Рис. 11.6. Схема конструирования челночной векторной плазмиды pHY416
Изучение экспрессии генов антибиотикоустойчивости челночных плазмид в первых же работах показало, что в клетках С. glutamicum эффективно экспрессируются гены грамотрицательной бактерии Е. coli. Следовательно, коринебактерии по организации генов существенно отличаются от бактерий рода Bacillus, так как в последних большинство генов Е. coli не экспрессируются. Челночные плазмиды типа Е. coli - С. Glutamicum оказались очень удобными для извлечения индивидуальных генов С. glutamicum. С этой целью создают клонотеку гибридных плазмид, несущих фрагменты хромосомной ДНК коринебактерий, и данные плазмиды используют для комплементации ауксотрофных мутаций в Е. coli.
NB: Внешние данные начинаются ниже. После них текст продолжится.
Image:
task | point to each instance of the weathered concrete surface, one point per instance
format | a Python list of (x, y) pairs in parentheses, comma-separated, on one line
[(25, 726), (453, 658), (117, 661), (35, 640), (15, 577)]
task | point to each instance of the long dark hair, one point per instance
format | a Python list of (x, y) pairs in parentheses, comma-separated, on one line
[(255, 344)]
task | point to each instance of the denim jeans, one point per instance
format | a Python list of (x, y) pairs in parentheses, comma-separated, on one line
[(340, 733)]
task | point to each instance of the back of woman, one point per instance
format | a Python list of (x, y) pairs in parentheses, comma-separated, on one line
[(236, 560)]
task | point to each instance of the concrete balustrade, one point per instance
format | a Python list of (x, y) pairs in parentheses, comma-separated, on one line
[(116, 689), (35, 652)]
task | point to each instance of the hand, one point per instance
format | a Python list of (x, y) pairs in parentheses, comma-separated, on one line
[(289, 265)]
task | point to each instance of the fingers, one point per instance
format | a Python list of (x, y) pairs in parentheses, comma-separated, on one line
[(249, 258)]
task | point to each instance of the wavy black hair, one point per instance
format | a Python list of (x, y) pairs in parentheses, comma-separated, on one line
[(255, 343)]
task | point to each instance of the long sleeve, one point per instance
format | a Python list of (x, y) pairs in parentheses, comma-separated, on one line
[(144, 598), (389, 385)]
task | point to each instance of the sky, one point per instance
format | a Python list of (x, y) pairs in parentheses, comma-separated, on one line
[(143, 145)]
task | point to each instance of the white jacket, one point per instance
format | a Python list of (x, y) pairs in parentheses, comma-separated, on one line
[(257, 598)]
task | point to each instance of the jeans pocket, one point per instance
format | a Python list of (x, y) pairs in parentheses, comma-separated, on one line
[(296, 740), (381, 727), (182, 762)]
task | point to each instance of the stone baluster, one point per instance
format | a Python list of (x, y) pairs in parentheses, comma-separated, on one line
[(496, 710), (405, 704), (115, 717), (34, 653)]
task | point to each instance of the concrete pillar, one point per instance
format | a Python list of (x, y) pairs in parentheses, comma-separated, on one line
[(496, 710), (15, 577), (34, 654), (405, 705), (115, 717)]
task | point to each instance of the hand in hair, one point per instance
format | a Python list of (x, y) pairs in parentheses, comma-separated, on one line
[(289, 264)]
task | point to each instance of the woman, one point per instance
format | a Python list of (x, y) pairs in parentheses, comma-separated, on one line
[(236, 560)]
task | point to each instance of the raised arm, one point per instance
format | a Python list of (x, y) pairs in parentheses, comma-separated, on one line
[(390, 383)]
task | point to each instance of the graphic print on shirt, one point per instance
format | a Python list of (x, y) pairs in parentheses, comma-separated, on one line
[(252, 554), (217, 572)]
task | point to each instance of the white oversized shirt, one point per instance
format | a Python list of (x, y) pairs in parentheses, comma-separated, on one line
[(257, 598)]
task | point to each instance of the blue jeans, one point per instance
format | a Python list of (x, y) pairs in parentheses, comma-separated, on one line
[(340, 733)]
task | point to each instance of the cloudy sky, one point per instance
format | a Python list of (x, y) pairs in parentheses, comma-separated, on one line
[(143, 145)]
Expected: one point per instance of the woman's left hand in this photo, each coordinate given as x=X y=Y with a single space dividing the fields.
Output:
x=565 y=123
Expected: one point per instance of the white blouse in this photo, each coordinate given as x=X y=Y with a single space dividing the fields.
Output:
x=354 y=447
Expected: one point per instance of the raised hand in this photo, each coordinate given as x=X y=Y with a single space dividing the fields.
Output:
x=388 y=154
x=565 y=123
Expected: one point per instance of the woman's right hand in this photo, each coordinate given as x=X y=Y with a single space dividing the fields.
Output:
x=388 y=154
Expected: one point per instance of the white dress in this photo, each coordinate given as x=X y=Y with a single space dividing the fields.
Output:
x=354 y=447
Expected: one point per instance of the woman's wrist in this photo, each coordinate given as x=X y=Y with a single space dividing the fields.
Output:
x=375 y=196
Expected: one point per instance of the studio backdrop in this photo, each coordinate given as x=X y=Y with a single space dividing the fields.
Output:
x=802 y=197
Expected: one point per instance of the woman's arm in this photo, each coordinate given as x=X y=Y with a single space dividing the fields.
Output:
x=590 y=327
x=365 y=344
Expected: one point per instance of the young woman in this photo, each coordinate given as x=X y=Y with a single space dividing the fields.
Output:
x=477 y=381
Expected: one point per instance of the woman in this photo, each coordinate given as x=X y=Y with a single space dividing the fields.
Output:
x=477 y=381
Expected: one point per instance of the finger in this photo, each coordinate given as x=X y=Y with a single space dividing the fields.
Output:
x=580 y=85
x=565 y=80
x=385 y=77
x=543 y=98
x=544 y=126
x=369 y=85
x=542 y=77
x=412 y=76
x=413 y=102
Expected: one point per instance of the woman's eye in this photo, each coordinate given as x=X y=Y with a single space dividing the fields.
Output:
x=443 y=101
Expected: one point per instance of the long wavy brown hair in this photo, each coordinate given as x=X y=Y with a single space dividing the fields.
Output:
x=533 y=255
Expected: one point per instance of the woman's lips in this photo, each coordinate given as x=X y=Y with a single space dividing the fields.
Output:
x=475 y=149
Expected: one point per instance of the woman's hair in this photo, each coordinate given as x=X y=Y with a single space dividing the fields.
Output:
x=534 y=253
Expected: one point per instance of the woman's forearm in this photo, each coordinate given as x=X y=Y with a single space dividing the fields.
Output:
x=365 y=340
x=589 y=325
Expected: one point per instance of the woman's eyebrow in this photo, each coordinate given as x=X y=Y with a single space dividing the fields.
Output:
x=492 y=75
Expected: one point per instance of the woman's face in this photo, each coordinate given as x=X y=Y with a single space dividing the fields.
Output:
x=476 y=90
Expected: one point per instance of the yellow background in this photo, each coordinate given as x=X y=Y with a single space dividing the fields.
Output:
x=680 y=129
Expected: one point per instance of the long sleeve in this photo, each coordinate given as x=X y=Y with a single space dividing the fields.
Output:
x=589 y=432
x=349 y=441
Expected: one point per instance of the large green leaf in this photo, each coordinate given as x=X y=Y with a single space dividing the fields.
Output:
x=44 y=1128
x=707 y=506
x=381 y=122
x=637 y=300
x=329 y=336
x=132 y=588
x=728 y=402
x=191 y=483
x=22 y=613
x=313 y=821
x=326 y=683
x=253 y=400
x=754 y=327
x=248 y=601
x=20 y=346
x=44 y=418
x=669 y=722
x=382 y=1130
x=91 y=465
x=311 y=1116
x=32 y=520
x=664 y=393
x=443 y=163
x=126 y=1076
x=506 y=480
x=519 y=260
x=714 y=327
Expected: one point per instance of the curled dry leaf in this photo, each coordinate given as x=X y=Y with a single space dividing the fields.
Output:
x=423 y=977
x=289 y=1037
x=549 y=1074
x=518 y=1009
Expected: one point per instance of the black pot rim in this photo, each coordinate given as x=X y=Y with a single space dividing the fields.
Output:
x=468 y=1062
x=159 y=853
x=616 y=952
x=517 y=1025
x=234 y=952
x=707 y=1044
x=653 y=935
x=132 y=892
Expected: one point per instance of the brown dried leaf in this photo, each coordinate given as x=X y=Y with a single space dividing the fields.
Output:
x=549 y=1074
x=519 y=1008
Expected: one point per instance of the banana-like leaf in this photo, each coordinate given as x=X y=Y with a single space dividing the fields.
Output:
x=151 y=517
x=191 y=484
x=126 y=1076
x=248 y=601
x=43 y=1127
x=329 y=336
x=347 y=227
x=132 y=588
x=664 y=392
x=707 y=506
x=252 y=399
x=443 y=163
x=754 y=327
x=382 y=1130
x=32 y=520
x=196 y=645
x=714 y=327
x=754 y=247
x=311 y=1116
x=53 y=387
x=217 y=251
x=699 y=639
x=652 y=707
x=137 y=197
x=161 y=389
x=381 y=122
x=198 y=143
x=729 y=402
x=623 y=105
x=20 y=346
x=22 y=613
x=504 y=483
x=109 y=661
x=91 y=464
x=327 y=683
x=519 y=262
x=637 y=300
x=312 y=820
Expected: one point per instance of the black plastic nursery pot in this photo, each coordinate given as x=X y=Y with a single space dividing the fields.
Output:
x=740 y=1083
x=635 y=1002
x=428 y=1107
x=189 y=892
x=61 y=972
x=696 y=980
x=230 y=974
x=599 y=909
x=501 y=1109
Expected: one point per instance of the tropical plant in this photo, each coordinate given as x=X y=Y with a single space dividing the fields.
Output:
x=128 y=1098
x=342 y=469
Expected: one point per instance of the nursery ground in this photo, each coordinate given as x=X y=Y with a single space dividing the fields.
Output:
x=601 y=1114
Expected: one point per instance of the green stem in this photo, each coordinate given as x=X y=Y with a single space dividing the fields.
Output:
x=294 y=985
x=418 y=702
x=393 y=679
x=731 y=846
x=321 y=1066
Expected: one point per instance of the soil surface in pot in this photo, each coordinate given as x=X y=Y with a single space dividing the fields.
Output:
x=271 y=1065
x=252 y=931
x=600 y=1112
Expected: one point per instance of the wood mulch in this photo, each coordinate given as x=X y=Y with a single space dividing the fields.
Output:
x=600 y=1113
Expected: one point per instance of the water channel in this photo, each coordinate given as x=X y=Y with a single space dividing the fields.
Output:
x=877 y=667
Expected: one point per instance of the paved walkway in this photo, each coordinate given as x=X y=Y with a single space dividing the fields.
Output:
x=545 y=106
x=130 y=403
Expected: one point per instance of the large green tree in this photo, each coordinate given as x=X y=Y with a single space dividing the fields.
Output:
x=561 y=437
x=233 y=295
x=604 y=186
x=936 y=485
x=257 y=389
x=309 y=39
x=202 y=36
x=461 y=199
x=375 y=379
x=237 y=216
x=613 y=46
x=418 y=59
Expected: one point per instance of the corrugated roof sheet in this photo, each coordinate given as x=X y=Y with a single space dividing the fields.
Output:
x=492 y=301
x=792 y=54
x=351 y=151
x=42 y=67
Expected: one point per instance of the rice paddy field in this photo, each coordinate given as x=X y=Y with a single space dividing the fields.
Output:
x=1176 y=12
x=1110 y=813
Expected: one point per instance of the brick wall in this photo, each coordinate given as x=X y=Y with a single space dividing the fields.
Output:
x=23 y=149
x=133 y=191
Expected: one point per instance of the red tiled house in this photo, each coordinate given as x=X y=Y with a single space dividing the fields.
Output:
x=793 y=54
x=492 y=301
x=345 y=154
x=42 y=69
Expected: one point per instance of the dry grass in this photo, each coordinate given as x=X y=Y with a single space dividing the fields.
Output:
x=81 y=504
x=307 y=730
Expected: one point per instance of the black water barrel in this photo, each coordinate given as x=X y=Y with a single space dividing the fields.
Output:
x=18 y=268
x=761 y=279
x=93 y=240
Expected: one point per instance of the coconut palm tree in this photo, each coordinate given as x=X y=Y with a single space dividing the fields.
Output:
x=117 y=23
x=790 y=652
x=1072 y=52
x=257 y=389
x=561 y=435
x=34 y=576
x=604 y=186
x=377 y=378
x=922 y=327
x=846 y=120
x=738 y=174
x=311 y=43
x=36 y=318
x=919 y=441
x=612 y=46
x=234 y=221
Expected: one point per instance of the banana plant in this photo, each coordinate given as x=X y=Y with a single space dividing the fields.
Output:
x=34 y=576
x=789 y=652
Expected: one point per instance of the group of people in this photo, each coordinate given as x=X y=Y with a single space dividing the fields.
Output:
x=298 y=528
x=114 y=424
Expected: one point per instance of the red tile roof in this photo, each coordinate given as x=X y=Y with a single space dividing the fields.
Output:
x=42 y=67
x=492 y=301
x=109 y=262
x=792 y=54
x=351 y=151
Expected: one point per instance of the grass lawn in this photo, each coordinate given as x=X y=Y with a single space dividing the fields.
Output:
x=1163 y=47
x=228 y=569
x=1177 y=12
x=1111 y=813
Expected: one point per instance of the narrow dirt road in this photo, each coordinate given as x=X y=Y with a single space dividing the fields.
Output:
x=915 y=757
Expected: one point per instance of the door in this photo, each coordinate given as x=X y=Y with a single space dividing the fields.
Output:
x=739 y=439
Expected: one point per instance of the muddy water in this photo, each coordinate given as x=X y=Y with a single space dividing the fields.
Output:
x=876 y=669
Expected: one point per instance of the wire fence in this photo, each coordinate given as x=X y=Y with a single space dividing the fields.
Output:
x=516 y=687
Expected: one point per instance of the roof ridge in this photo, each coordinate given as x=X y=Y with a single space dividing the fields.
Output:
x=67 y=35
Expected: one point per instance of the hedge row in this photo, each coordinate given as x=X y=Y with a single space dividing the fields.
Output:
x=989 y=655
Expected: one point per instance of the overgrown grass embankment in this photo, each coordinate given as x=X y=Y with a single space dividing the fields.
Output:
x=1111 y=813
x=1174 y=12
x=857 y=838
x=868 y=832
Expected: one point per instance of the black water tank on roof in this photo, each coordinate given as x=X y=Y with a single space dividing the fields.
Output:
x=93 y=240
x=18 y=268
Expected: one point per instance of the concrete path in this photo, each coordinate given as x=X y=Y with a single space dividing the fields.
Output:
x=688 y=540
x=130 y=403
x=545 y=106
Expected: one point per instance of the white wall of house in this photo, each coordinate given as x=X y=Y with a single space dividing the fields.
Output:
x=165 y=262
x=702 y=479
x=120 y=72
Селектированные таким образом гибридные плазмиды затем можно вводить в бактерию-донор и изучать экспрессию клонированного гена в гомологичном окружении. Повышенная доза гена обычно приводит к суперпродукции соответствующего фермента.
Другой бактерией, используемой для промышленного производства аминокислот, является Brevibacterium lactofermentum, продуцирующая глутаминовую кислоту. Для нее, как и для С. glutamicum, были созданы различные челночные плазмиды, и в их составе клонированы гены ферментов, участвующих в биосинтезе аминокислот. За счет эффекта дозы клонированных генов удалось повысить продуктивность некоторых промышленных штаммов.